As for shortcomings in the book, I do wish Andrews provided some empirical evidence about the “authenticity problematic” that hounds experimental filmmakers who receive funding through institutions like the academy or arts centers. With a built-in anti-institutional logic, the avant-garde fills some filmmakers with a sense of anxiety concerning prizes and tenure-track positions. But without actual quotes from filmmakers, the reader must take it on faith that such anxiety exists (although I grasp the difficulty of getting tenure-track avant-garde filmmakers to confess their itchiness about university support). And I think it’s problematic to assert that “the exploitation is mutual” (136) when it comes to adjunct faculty. Adjunct avant-gardists might be able to use university equipment to make their films while warding off intimations of co-optation in the process. But universities receive far more in the form of underpaid labor. And really, are there any adjunct filmmakers who wouldn’t rather have some sort of steady funding for their work? I honestly don’t know so some interviews with adjuncts would’ve strengthened Andrews’ argument.

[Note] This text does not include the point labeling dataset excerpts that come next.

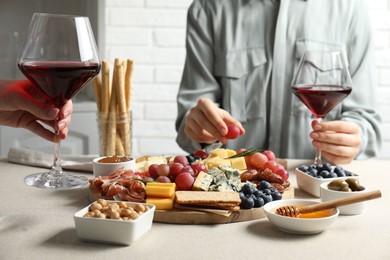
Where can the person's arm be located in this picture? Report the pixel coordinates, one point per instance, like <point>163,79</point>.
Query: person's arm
<point>22,106</point>
<point>206,123</point>
<point>358,133</point>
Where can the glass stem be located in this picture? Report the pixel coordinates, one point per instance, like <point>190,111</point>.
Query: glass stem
<point>318,159</point>
<point>57,170</point>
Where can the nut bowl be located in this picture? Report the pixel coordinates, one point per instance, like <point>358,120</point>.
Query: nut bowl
<point>310,182</point>
<point>112,231</point>
<point>298,225</point>
<point>352,209</point>
<point>107,165</point>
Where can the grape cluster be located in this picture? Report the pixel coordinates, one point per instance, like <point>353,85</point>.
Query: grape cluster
<point>252,197</point>
<point>325,170</point>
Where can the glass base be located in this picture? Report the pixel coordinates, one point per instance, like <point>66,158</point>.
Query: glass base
<point>55,181</point>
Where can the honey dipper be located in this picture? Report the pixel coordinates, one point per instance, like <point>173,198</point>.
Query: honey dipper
<point>294,211</point>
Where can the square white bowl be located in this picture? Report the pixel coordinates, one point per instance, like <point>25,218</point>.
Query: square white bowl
<point>312,184</point>
<point>122,232</point>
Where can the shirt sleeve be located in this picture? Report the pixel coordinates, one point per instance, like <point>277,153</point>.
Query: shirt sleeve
<point>360,106</point>
<point>197,80</point>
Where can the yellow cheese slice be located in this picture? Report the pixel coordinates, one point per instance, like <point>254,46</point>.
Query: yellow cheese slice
<point>238,163</point>
<point>160,190</point>
<point>160,203</point>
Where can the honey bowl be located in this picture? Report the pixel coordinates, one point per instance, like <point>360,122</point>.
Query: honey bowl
<point>107,165</point>
<point>310,224</point>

Also, Andrews is taken with the field of evolutionary biology and its potential application to art theory. Like cognitive film theory, evolutionary biology aims to jettison the social constructionism of continental theory for a practice grounded in more verifiable phenomenon. His excitement leads to meditations on “humanity’s clear evolutionary bias against pornography” (90-91) and auteurism as a by-product of natural selection. The idea that “the human species has evolutionary origins and material constraints” can certainly invigorate our understanding of art beyond the most egregious vagaries of capital-T Theory. But I find it naïve, at best, to then conclude that “many of the best research programs in the humanities could be made more defensible if they simply stated these assumptions clearly at the outset” (4). Claiming that art valuations have evolutionary origins will do little to prevent the captains of industry from rationalizing academia down to the last pencil as they select to do away with tenure and perhaps even professors themselves.
But these are minor quibbles that have little to do with the thrust of this groundbreaking book. Theorizing Art Cinemas summarizes a time when access to cinema has exploded via DVDs, cable, streaming, and torrenting. And with that explosion comes a concomitant expansion of cinephilia and its propensity to disseminate high-art ideals. Familiarizing himself with the previously devalued areas of film activity where these values are now being deposited has opened up Andrews to an overwhelming variety of films. And with that democratic spirit as a guide, readers can use Theorizing Art Cinemas to stoke their passions for any kind of cinema.